Projet de parc marin aux Iles-de-la-Madeleine - L'INTÉGRITÉ TERRITORIALE DU QUÉBEC DOIT ÊTRE PROTÉGÉE
QUÉBEC, le 28 août - Le député des Iles-de-la-Madeleine, Maxime Arseneau, ainsi que le député de Verchères et porte-parole de l'opposition officielle en matière de faune et parcs, Stéphane Bergeron, demandent au premier ministre du Québec, Jean Charest, de renoncer à autoriser le gouvernement fédéral de créer un parc marin fédéral aux Iles-de-la-Madeleine.

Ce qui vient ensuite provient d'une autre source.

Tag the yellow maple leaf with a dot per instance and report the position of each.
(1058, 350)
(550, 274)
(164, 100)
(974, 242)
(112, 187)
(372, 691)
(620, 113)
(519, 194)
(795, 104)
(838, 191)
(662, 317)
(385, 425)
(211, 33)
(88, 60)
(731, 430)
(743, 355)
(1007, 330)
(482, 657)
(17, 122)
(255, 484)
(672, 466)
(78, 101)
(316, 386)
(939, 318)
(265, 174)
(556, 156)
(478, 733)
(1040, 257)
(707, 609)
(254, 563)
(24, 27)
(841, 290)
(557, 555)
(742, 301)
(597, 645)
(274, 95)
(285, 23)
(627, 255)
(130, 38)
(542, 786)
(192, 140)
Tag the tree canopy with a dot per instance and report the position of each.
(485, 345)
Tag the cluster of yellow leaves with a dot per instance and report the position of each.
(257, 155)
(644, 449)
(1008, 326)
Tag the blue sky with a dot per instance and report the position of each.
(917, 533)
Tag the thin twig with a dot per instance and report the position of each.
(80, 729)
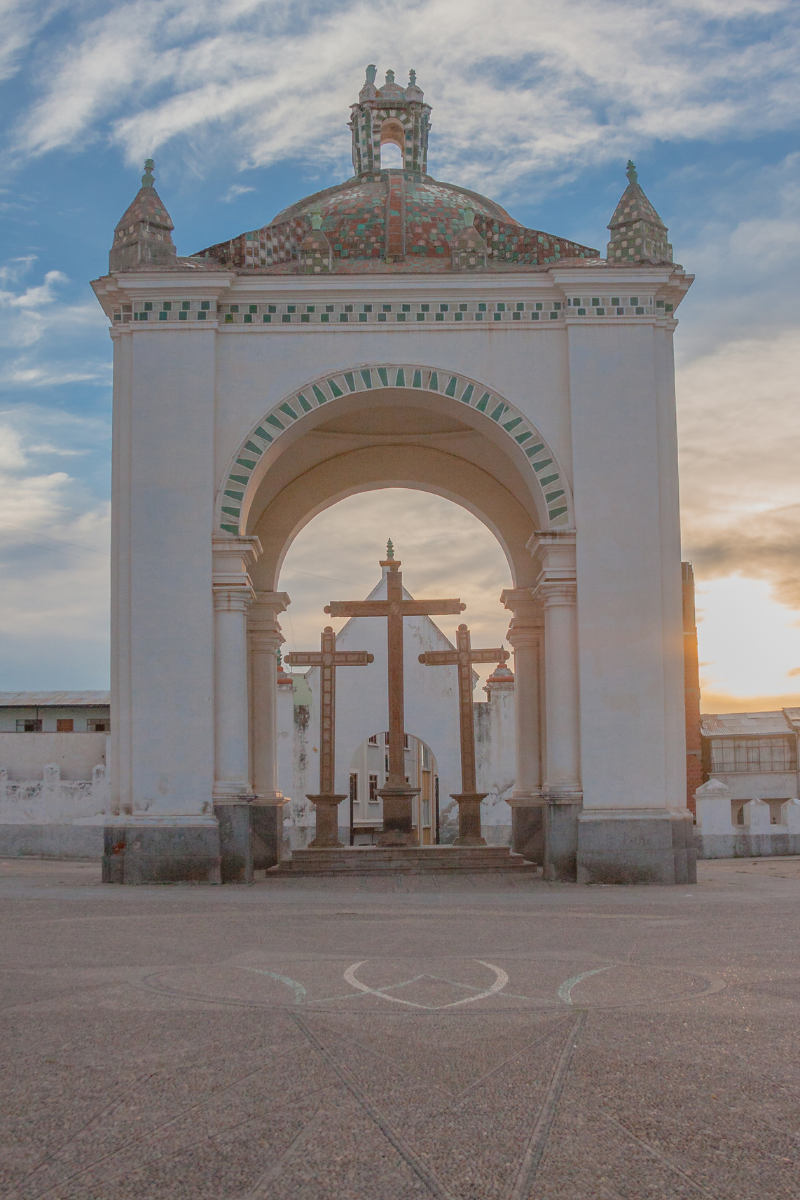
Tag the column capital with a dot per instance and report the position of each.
(528, 622)
(555, 552)
(263, 619)
(232, 558)
(233, 598)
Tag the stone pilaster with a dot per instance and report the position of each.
(525, 636)
(557, 589)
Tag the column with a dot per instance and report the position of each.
(525, 637)
(265, 640)
(266, 808)
(557, 589)
(233, 595)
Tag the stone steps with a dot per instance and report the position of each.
(409, 859)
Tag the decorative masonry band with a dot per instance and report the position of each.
(411, 312)
(374, 378)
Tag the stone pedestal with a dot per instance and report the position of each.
(328, 829)
(170, 850)
(266, 817)
(635, 846)
(528, 827)
(235, 840)
(469, 819)
(251, 833)
(398, 816)
(561, 838)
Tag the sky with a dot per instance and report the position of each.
(537, 103)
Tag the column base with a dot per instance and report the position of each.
(161, 850)
(268, 831)
(528, 826)
(636, 846)
(251, 834)
(398, 816)
(469, 819)
(328, 821)
(561, 839)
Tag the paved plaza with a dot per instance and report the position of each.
(401, 1037)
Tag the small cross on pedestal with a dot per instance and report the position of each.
(396, 795)
(328, 659)
(469, 799)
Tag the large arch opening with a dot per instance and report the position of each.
(445, 551)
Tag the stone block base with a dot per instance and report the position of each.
(528, 832)
(561, 840)
(635, 846)
(59, 841)
(142, 851)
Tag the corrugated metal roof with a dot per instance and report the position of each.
(752, 725)
(53, 699)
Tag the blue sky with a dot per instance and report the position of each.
(244, 105)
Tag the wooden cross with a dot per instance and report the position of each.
(328, 659)
(469, 799)
(397, 793)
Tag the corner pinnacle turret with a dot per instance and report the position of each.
(143, 237)
(638, 234)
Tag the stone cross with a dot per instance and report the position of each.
(469, 799)
(328, 659)
(397, 795)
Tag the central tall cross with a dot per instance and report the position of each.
(397, 795)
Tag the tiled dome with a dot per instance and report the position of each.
(394, 217)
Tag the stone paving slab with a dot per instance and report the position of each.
(400, 1038)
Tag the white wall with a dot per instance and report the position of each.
(25, 755)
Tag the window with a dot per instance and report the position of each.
(753, 755)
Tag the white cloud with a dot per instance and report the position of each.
(569, 82)
(54, 540)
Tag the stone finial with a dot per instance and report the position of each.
(638, 234)
(143, 237)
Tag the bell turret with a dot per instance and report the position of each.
(390, 114)
(143, 237)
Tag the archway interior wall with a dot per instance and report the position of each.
(483, 407)
(397, 466)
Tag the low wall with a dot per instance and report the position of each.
(746, 845)
(53, 817)
(25, 755)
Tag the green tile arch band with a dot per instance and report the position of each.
(330, 388)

Le récent passage de la ministre fédérale de l'Environnement, Rona Ambrose, aux Iles-de-la-Madeleine, a relancé le projet de la création d'un parc marin fédéral comprenant les eaux qui entourent l'archipel sur une superficie totale de quelque 5 000 km(2). «Les intentions fédérales sont inquiétantes. Depuis 40 ans, le Québec tente, sans succès, de faire reconnaître par le gouvernement fédéral ses droits sur le territoire maritime du golfe Saint-Laurent. L'entente conclue en 1964 entre les provinces atlantiques et le Québec place ce dernier dans une position avantageuse, lui accordant environ 60 % des eaux du golfe. Or, le gouvernement fédéral n'a jamais reconnu cette entente», a tenu à rappeler le député Maxime Arseneau.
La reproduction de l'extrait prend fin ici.